Oligonucleotides: A serious analytical challenge
3rd May 2018
Oligonucleotides: A serious challenge in terms of analytical characterisation
by Arnaud Delobel, R&D Director at Quality Assistance S.A.
Oligonucleotides are a promising class of therapeutics that are now used clinically for different indications, but during the last 30 years clinical successes have been balanced with numerous setbacks. At the end of 2017, only six oligonucleotide therapies had been approved by the FDA, some of which are no longer commercialised. However, we saw a growing interest of the pharma companies for oligonucleotide drugs in the last few years, thanks to promising clinical results.
As a Contract Research Organisation (CRO), Quality Assistance is currently involved in different oligonucleotide projects. As an analytical services provider, we solely focus on the analytical characterisation of oligonucleotides and on the development and validation of methods that will eventually be applied for the routine analysis of the drug substance and drug product or for bioanalytical studies in a GMP/GLP environment.
Though less complex than recombinant proteins, oligonucleotides represent a serious challenge in terms of analytical characterisation compared to small molecule drugs. Due to their structure, the modifications done to improve the stability of the molecule and the complex pattern of process and product-related impurities, a wide range of analytical techniques must be applied. Moreover, complex systems are now used to improve the delivery of oligonucleotides, such as liposomes or polymeric nanoparticles, which adds a level of complexity in the analytical characterisation. Oligonucleotides conjugated to lipids, glycans or monoclonal antibodies are also under development.
The analytical package required for the testing of therapeutic oligonucleotides includes techniques such as LC/UV, LC/MS, NMR, circular dichroism, capillary electrophoresis, UV spectroscopy, ICP, etc. For LC-based techniques, orthogonal separation modes are often required to get a full overview of all the variants that may be present, including reversed-phase, ionexchange or HILIC. Whereas the analytical techniques available for the characterisation of peptide and protein drugs are constantly improving, less focus is put on the development of new strategies for oligonucleotide analysis.

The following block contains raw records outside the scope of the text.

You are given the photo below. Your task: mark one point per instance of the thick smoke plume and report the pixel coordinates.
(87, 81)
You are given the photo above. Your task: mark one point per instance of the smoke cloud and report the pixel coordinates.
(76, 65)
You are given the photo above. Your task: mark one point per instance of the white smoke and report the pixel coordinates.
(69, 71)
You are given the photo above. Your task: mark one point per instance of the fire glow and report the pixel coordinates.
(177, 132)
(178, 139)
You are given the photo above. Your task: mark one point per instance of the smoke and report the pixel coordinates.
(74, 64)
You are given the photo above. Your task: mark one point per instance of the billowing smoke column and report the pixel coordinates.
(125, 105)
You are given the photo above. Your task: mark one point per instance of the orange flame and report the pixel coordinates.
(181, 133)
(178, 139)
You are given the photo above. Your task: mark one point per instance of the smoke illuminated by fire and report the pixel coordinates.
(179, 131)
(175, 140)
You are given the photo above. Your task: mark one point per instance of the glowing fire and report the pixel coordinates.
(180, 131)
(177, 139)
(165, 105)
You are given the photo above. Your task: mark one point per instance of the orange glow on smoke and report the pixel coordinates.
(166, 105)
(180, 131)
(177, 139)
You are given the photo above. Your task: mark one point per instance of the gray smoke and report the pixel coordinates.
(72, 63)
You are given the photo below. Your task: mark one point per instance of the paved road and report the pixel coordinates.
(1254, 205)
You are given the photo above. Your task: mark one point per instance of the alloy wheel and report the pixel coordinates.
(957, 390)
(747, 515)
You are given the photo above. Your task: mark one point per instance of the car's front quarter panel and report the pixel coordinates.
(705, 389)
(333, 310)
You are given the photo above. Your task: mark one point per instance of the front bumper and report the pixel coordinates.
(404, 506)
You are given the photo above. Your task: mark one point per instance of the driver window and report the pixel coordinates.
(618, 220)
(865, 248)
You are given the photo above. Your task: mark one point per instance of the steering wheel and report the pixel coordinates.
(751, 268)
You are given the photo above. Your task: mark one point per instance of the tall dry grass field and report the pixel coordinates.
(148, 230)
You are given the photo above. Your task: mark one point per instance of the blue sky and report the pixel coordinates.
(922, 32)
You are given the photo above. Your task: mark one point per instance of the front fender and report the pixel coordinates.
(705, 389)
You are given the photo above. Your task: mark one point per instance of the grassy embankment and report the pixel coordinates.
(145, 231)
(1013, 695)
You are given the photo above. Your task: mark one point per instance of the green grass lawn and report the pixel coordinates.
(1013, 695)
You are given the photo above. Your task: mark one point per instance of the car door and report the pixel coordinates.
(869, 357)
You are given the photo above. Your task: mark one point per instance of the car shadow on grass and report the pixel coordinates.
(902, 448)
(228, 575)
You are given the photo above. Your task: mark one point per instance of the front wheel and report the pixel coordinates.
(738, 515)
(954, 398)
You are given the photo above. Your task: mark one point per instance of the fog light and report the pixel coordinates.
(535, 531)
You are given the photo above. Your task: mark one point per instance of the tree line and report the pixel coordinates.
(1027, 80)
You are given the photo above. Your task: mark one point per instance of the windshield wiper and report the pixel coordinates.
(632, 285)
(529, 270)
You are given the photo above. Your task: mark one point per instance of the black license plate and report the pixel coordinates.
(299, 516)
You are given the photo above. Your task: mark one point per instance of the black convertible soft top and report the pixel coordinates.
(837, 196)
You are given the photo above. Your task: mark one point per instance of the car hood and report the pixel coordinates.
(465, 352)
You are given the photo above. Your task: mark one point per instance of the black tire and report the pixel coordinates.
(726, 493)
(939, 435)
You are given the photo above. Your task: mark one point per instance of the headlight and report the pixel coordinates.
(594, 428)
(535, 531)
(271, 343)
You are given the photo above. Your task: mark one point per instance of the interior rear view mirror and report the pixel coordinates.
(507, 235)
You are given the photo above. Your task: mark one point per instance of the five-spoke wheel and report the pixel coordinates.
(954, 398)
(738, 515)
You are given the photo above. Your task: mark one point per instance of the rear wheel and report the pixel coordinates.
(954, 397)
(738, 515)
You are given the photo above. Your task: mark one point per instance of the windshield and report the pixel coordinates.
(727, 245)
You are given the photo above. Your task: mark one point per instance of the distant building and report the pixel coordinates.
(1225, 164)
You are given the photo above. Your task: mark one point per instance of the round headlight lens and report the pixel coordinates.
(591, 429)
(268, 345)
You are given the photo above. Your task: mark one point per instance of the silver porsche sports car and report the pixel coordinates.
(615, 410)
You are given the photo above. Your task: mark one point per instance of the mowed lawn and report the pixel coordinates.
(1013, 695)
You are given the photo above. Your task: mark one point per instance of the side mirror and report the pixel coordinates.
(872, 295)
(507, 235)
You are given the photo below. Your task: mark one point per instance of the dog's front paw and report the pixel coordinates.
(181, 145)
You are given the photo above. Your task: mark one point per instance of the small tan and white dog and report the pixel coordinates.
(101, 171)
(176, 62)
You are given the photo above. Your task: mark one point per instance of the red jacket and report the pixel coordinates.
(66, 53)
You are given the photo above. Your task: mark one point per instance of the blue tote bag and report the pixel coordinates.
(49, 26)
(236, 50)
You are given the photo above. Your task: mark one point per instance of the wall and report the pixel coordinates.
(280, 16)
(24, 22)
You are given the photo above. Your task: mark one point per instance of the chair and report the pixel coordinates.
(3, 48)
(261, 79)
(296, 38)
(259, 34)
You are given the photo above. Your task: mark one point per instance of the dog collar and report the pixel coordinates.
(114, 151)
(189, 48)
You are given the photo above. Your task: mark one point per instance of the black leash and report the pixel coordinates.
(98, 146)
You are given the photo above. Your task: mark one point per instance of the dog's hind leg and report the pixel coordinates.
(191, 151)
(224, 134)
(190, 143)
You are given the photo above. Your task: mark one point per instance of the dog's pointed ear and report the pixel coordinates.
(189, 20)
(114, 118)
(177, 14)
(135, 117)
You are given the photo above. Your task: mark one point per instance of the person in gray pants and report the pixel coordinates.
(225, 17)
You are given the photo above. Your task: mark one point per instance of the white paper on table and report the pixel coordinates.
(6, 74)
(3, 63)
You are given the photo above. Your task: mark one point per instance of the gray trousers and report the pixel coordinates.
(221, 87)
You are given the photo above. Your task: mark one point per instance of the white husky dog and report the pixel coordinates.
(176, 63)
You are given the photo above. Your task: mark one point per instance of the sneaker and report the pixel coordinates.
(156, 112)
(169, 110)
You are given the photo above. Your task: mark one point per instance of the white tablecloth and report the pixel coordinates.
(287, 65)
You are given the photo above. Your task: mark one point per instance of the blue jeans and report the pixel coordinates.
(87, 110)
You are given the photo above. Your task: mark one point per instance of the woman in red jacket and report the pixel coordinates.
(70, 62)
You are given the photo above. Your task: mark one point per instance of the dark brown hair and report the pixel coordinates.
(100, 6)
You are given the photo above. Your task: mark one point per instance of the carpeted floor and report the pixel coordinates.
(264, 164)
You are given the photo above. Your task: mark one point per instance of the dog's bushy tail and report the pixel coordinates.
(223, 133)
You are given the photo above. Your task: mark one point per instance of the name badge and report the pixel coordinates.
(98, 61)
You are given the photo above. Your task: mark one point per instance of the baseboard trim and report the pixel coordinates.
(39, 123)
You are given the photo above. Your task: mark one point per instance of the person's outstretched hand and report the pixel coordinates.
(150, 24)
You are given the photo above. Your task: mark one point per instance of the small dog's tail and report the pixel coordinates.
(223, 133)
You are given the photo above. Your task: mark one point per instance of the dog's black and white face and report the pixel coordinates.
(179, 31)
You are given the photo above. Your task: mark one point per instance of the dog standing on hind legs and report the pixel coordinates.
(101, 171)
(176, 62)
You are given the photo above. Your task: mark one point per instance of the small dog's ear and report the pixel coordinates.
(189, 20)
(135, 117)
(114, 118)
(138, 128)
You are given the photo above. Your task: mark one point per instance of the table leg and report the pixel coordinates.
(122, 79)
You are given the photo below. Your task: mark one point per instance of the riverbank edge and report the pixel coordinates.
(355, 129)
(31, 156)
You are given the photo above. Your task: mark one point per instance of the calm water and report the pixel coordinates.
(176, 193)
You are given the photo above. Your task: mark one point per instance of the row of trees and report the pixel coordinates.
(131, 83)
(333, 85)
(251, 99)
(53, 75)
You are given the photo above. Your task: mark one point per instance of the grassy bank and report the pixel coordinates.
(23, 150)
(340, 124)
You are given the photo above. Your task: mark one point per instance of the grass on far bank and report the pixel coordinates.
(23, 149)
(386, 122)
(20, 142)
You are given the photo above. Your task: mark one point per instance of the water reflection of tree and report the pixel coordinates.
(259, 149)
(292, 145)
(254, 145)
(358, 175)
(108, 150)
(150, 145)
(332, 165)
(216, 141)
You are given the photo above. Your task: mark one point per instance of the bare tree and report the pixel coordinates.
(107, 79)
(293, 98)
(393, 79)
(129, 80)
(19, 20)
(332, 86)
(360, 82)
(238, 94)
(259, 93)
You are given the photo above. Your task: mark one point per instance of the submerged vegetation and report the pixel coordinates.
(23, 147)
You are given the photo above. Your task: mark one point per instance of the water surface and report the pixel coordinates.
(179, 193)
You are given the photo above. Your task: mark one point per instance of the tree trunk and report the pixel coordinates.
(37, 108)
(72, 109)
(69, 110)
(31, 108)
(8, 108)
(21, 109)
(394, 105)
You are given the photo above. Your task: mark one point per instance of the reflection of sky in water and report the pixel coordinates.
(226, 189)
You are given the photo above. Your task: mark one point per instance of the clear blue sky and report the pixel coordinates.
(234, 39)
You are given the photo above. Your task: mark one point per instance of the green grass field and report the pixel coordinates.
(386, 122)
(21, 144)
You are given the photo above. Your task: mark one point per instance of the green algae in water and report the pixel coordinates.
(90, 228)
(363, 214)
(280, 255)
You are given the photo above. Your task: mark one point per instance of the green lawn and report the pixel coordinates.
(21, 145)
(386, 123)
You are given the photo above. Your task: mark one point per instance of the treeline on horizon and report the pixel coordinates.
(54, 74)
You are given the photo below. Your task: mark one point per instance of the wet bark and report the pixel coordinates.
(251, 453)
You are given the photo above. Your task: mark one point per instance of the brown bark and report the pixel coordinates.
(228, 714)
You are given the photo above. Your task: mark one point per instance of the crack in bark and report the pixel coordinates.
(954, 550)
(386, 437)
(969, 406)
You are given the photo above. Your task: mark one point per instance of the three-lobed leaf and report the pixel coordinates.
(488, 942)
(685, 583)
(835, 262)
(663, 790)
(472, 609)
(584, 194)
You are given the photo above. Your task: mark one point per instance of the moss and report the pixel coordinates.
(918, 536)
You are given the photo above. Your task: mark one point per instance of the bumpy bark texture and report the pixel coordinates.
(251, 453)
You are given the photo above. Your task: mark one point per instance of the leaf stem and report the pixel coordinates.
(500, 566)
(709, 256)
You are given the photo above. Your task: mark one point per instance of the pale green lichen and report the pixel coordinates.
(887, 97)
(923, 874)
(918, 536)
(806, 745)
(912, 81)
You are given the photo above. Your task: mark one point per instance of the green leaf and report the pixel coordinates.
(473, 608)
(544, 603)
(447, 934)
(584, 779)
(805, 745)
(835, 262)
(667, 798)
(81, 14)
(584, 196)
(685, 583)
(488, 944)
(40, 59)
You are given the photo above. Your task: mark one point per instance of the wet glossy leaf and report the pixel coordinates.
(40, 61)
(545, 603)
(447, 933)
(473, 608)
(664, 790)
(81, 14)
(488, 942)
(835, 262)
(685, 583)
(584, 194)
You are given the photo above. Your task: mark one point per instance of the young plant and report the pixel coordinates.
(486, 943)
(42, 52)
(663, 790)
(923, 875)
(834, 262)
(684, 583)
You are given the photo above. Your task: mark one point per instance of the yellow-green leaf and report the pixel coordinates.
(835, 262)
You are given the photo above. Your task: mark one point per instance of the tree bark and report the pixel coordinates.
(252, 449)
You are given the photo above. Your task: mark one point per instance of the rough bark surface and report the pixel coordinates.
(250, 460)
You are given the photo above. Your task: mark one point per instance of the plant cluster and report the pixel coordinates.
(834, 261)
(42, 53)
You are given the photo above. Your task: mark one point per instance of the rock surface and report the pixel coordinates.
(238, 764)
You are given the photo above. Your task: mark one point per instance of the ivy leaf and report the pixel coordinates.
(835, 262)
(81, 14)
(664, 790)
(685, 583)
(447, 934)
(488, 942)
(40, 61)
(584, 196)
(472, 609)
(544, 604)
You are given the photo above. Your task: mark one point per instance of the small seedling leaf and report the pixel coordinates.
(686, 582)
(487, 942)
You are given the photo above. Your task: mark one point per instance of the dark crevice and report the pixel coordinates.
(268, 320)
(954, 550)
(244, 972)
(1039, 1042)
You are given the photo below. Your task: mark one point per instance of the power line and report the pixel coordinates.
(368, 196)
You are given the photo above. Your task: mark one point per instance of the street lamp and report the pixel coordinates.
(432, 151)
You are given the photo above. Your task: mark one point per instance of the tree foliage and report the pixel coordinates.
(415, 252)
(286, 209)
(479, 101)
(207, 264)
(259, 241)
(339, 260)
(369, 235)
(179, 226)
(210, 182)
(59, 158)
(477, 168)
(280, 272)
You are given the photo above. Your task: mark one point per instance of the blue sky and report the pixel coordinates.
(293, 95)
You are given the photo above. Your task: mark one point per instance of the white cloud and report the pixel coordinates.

During the last couple of years, we worked on the development of analytical methods dedicated to oligonucleotides. A part of this work focused on the optimisation of existing LC-based methods, using improved stationary phases and combining different column chemistries to get a complete view of all the variants that can be present in the final product. Mass detection was implemented in routine to bring an additional level of specificity to these methods. Our expertise in high-resolution mass spectrometry was also used for fine characterisation studies and sequencing.
Other techniques that are less common in the field of oligonucleotide analysis can also be used, and this is the case of ICP/MS. An innovative method was developed to determine the P=O to P=S ratio in phosphorothioate oligonucleotides, as an efficient and GMP-compliant alternative to NMR spectroscopy. ICP/MS can also be used for the absolute quantification of the oligonucleotide based on the phosphorus content, without the need for a reference standard.
With the growing number of oligonucleotides in development and the increasing complexity of these products, we can expect that the demand for such innovative approaches will be high in the years to come.